Six ans après la spectaculaire « vague verte » qui avait porté les écologistes à la tête de plusieurs grandes villes françaises, la soirée électorale du premier tour des municipales a pris une tournure bien plus incertaine pour nombre d’entre eux. Dans plusieurs métropoles où les maires écologistes gouvernent depuis 2020, les résultats montrent un paysage politique bouleversé, avec des candidats de droite, du centre ou de gauche traditionnelle capables de les mettre en difficulté, parfois très nettement.

À Besançon, la maire sortante Anne Vignot a vécu une soirée particulièrement délicate. Élue en 2020 dans un contexte politique marqué par la progression des écologistes, elle n’est arrivée qu’en deuxième position lors de ce premier tour avec 33,37 % des voix. Elle est devancée par Ludovic Fagaut, candidat Les Républicains soutenu par le MoDem, qui obtient 40,13 % des suffrages. Cet écart de près de sept points place le candidat de droite dans une position favorable pour le second tour et montre à quel point la dynamique électorale peut évoluer en seulement quelques années.
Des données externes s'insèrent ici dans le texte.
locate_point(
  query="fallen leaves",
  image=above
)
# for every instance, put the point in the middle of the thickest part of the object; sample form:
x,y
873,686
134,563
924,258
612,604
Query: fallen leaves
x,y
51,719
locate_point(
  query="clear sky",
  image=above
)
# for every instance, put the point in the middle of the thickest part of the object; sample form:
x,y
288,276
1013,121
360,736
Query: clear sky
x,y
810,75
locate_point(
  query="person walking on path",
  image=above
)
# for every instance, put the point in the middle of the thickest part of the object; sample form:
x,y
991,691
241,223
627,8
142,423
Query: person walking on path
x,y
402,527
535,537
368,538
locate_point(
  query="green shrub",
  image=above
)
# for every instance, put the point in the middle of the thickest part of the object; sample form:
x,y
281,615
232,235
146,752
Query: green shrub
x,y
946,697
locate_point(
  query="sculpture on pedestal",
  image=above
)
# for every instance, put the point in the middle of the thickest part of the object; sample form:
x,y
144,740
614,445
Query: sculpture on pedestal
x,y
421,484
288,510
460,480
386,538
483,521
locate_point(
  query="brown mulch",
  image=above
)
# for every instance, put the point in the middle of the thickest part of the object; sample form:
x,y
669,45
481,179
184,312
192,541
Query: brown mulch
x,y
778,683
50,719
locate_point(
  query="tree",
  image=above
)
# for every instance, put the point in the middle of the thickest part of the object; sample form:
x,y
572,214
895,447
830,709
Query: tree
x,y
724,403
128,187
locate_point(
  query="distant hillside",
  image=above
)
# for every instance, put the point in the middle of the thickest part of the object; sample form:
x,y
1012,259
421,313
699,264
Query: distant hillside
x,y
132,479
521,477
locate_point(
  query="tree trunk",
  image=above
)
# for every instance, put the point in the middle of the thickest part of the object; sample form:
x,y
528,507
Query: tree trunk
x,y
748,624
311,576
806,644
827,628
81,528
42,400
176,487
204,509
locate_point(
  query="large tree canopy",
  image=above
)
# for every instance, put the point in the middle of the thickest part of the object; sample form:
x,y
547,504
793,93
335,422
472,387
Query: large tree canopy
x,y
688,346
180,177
À Strasbourg, la situation est encore plus fragile pour la maire écologiste Jeanne Barseghian. Élue en 2020 dans une ville symbolique pour les Verts, elle n’arrive cette fois qu’en troisième position avec 19,3 % des voix selon des résultats partiels. Elle est devancée par l’ancienne maire socialiste Catherine Trautmann, qui obtient environ 26 %, et par le candidat Les Républicains Jean-Philippe Vetter, autour de 24 %. Cette configuration à trois blocs pourrait rendre le second tour particulièrement imprévisible dans la capitale alsacienne.
Dans d’autres villes, les écologistes parviennent néanmoins à rester en tête, même si la situation reste fragile. À Poitiers par exemple, la maire sortante Léonore Moncond’huy arrive en première position avec 28,3 % des voix. Mais la configuration électorale est extrêmement ouverte : jusqu’à six listes pourraient se maintenir au second tour, ce qui pourrait profondément rebattre les cartes et rendre l’issue finale difficile à anticiper.
La situation est tout aussi serrée à Bordeaux. Le maire écologiste Pierre Hurmic, qui dirige la ville depuis 2020, est arrivé en tête du premier tour avec 27,68 % des voix. Mais son avance est faible, puisqu’il devance de seulement deux points le député macroniste Thomas Cazenave, crédité de 25,58 %. Dans cette triangulaire potentielle, l’économiste Philippe Dessertine, troisième avec 20,16 %, pourrait également jouer un rôle décisif dans la recomposition du second tour.
Ces résultats montrent à quel point le paysage politique municipal est redevenu extrêmement compétitif. Les villes qui avaient basculé vers les écologistes en 2020 semblent aujourd’hui traversées par des dynamiques électorales multiples, mêlant recomposition de la gauche, regain de la droite et percées de nouvelles figures locales.
Dans plusieurs cas, les écarts sont suffisamment serrés pour laisser place à toutes les hypothèses. Les alliances de second tour, les reports de voix et la participation pourraient encore transformer profondément les résultats finaux.
Ce premier tour marque ainsi un moment charnière pour les écologistes municipaux. Après l’élan spectaculaire de 2020, ils doivent désormais défendre leurs positions dans des contextes électoraux souvent beaucoup plus fragmentés. Et dans certaines villes, la bataille du second tour s’annonce déjà comme l’une des plus incertaines depuis plusieurs années.